[Date Prev][Date Next][Thread Prev][Thread Next][Date Index][Thread Index]

[Xen-devel] [PATCH] x86/mm: Eliminate global lock in mem sharing code



 xen/arch/x86/mm.c             |   16 +++-
 xen/arch/x86/mm/mem_sharing.c |  169 ++++++++++++++++++++++++++++++++++++-----
 xen/arch/x86/mm/mm-locks.h    |    6 +-
 xen/include/asm-x86/mm.h      |    2 +-
 4 files changed, 163 insertions(+), 30 deletions(-)

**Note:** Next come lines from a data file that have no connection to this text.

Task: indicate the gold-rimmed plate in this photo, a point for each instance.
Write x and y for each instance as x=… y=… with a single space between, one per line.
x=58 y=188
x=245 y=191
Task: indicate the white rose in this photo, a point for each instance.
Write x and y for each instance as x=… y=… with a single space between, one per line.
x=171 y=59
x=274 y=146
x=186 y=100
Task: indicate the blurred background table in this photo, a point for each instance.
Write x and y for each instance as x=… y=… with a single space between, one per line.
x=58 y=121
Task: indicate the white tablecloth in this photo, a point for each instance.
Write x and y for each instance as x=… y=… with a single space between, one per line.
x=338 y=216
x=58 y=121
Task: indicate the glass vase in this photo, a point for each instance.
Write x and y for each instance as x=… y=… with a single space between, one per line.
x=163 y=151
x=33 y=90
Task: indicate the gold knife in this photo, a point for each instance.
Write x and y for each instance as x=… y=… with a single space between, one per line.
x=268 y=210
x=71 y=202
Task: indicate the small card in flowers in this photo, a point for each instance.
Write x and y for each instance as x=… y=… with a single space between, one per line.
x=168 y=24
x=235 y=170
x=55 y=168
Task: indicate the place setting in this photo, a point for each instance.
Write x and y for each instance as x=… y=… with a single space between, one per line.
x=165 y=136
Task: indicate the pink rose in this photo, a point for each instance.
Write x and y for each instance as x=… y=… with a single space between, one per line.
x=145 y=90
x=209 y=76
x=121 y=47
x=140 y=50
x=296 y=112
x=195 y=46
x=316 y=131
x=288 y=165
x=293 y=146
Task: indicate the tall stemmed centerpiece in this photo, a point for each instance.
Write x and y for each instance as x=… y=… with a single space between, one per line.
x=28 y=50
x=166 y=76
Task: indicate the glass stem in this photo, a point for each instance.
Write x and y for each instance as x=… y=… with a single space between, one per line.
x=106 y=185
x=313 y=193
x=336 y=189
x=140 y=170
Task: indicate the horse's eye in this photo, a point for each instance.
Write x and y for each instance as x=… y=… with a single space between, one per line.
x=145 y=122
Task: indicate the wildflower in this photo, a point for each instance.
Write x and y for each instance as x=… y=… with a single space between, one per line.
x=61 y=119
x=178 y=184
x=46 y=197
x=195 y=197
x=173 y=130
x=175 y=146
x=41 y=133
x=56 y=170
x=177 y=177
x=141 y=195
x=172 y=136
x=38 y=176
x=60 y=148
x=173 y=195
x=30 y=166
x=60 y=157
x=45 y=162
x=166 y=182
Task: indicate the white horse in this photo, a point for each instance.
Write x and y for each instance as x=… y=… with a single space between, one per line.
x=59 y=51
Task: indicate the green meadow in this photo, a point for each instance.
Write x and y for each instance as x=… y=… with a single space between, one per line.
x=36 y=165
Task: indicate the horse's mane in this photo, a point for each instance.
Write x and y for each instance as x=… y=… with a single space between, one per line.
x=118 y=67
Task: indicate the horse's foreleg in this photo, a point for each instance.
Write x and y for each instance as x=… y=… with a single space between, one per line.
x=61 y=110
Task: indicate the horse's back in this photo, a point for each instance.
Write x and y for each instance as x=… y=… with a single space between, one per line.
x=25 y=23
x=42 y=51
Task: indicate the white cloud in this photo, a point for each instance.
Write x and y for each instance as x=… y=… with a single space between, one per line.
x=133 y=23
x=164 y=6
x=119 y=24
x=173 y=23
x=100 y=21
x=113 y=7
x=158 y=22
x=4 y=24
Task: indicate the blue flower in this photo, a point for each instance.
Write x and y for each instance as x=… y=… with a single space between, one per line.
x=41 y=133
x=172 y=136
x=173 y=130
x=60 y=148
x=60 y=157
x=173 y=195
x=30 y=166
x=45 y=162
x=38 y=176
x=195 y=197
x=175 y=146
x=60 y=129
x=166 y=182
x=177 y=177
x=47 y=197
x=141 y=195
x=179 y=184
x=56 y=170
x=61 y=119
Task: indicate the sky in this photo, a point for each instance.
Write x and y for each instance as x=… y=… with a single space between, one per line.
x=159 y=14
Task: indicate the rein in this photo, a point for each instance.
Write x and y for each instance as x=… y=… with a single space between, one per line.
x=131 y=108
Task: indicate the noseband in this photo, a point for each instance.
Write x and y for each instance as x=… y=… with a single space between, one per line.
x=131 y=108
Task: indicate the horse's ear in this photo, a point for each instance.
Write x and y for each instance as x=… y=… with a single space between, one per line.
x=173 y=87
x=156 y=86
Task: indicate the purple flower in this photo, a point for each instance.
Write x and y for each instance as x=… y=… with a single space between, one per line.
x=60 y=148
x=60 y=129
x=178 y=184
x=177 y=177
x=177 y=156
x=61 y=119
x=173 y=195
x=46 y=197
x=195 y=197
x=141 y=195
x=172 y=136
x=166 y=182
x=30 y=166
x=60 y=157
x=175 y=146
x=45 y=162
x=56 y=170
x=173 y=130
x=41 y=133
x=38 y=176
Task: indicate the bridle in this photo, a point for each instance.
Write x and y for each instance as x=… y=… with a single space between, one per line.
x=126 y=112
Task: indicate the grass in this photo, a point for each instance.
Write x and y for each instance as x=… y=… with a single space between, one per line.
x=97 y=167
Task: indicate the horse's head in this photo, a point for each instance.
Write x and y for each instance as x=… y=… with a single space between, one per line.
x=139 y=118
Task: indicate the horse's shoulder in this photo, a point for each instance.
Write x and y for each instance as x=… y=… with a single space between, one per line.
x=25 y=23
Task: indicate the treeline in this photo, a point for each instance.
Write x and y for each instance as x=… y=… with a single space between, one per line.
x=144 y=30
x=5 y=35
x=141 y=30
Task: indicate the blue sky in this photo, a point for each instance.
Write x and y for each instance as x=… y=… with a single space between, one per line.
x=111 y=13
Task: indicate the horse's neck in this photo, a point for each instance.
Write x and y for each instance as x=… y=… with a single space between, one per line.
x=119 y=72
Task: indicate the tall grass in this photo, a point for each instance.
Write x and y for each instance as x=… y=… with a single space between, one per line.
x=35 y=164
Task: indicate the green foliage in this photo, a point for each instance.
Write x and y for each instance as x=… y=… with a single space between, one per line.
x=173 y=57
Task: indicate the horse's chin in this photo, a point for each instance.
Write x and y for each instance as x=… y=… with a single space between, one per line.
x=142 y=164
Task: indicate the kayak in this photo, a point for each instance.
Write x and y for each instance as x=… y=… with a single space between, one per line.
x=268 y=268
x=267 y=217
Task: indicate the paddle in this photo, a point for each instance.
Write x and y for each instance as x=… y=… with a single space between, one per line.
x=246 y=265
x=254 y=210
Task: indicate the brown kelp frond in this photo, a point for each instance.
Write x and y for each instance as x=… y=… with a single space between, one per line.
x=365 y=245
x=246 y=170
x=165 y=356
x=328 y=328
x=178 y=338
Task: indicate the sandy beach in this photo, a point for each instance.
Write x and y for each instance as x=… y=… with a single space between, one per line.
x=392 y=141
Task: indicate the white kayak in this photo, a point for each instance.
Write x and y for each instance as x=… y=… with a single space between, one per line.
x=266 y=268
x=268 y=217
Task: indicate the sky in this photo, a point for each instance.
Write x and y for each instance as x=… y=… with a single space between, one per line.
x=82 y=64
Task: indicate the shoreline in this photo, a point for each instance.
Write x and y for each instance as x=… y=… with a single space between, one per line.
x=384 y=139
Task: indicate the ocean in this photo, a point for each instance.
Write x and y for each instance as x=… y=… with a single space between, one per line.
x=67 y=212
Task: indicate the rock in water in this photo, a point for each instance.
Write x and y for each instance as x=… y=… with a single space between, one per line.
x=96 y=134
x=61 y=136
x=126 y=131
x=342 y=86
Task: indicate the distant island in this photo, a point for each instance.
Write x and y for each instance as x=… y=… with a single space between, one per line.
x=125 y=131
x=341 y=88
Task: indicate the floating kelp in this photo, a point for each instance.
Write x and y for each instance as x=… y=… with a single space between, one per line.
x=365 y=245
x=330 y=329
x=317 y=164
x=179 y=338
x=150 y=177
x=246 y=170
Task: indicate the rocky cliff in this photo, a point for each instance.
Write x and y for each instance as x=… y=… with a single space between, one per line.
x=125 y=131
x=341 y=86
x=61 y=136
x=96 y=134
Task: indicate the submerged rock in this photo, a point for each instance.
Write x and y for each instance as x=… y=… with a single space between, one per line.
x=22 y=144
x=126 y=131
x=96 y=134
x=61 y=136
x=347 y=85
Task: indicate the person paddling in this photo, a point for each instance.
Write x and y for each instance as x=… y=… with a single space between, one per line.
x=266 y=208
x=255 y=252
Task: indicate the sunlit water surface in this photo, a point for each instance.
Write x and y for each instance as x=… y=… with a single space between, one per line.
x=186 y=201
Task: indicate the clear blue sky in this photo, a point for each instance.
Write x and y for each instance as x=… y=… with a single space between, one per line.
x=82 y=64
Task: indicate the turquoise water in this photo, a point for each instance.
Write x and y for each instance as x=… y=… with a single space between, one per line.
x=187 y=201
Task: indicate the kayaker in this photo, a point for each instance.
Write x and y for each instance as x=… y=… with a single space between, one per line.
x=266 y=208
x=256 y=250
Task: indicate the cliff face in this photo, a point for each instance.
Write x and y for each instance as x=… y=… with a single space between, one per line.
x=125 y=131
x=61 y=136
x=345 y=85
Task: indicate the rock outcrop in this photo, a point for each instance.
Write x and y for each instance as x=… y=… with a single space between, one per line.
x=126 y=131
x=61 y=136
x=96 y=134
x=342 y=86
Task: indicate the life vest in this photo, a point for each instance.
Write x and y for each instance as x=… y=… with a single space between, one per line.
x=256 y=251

With the removal of the hash table, all that is needed now is locking
of individual shared pages, as new (gfn,domain) pairs are removed or
added from the list of mappings.

The global lock remains for the benefit of the auditing code, and is
thus enabled only as a compile-time option.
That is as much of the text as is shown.